Unless an aircraft happens to be based or parked at your departure airport, it has to fly there first. That empty delivery flight — a positioning flight, or ferry flight — burns the same fuel, crew duty time, and maintenance reserves as a revenue leg, with nobody aboard to pay for it. The same happens in reverse when the aircraft goes home or on to its next trip after dropping you off. Positioning is the single biggest reason two quotes for the identical trip can differ by thousands of dollars.
The arithmetic is straightforward. A light jet at $2,500–3,600 per block hour positioning one hour to reach you adds roughly $3,000 of cost before your trip begins, and the return positioning doubles it. Operators recover this either inside the price — the standard one-way shorthand of block hours × hourly rate × 1.5 exists precisely to cover positioning — or as an explicit ferry fee line item. An operator with an aircraft already sitting at your airport has almost nothing to recover; one ferrying in from 600 miles away has two hours of empty flying to amortize. Neither is quoting dishonestly — they are quoting different geography.
For the customer, this makes aircraft location the most underrated variable in charter shopping.
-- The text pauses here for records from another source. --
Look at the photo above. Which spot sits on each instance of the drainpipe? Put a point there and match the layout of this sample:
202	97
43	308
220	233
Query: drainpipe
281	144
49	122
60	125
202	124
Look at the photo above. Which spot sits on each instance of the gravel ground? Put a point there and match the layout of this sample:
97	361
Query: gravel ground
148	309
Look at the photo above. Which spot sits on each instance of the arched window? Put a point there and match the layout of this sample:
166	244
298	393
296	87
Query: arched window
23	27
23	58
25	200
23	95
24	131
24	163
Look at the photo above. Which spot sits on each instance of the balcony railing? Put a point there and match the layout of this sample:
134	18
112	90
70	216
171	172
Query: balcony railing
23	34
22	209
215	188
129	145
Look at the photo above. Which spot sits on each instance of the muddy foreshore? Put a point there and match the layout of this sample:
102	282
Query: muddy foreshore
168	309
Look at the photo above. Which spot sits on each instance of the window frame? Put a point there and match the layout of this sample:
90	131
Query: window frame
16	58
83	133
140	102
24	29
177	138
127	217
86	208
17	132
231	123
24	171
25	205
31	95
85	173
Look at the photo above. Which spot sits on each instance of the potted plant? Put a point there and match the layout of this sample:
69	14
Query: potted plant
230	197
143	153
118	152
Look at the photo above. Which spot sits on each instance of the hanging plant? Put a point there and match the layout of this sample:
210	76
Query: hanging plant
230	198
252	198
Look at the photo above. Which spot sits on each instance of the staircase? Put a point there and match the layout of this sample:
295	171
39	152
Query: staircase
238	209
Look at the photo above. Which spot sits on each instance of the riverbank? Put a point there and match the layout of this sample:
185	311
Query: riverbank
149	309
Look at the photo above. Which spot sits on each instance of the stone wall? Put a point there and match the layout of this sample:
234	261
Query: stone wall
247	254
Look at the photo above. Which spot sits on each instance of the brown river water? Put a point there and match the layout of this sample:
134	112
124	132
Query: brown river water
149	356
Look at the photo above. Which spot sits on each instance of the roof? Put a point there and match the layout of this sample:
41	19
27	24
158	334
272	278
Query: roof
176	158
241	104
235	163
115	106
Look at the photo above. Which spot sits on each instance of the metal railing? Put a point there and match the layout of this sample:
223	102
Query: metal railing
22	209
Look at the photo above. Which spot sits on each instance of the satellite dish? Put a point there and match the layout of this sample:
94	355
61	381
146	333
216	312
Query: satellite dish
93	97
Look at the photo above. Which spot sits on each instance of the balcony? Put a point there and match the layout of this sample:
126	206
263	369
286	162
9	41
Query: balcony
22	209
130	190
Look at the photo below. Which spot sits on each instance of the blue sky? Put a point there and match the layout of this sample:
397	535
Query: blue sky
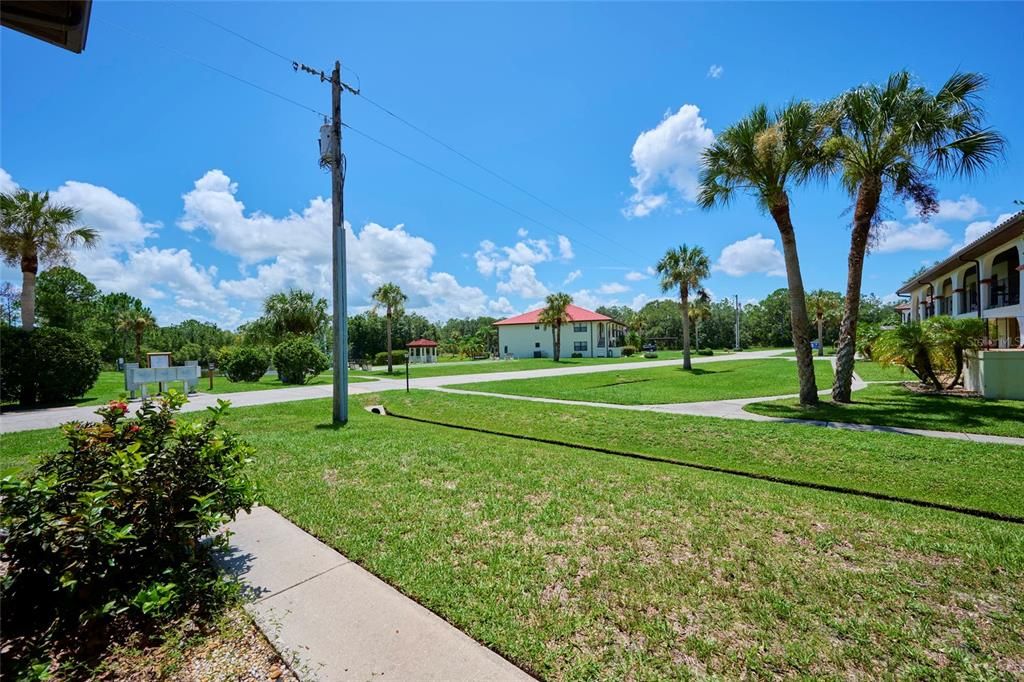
208	194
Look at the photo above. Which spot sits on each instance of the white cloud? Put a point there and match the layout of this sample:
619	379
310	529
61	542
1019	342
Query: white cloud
612	288
756	254
895	237
522	282
667	158
976	229
118	220
965	208
564	248
7	183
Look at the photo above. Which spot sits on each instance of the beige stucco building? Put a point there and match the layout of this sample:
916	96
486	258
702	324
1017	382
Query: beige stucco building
983	280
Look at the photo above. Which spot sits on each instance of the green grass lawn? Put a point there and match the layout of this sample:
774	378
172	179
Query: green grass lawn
712	381
896	406
491	367
579	565
111	385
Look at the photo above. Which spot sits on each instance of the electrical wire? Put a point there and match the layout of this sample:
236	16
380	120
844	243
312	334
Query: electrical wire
218	70
462	184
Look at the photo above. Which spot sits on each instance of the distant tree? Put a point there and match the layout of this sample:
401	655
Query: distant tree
32	231
136	323
66	298
684	268
391	298
766	155
554	314
896	138
823	305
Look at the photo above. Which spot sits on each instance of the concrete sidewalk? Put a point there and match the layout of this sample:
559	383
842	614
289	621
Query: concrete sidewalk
47	418
331	620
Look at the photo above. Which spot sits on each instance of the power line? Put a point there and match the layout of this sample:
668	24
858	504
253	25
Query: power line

It explains why round trips often price far better than one-ways (the aircraft waits and flies home full, so one positioning cycle covers four useful legs), why "the cheapest operator" changes trip by trip, and why the last-minute options on an unusual route can be brutal — everything nearby is committed, so whatever comes must ferry a long way. It is also the mechanism that creates empty legs: a positioning flight the operator manages to sell at a discount instead of flying empty.
This is exactly the problem the Yond app was built around: it shows live known aircraft positions at airports and prices each aircraft's cost scenarios separately — the aircraft staying with you, returning to base between legs, or repositioning for the next trip — with the ferry legs broken out per leg. Instead of guessing why one option costs $4,000 more, you can see the empty flying that explains it, then contact the operator whose aircraft is genuinely best placed.
One nuance: positioning cost is about where the aircraft will be on your date, not where it is based. A floating fleet aircraft that finished its last trip at your airport yesterday is a better match than a "locally based" jet that happens to be three states away that morning.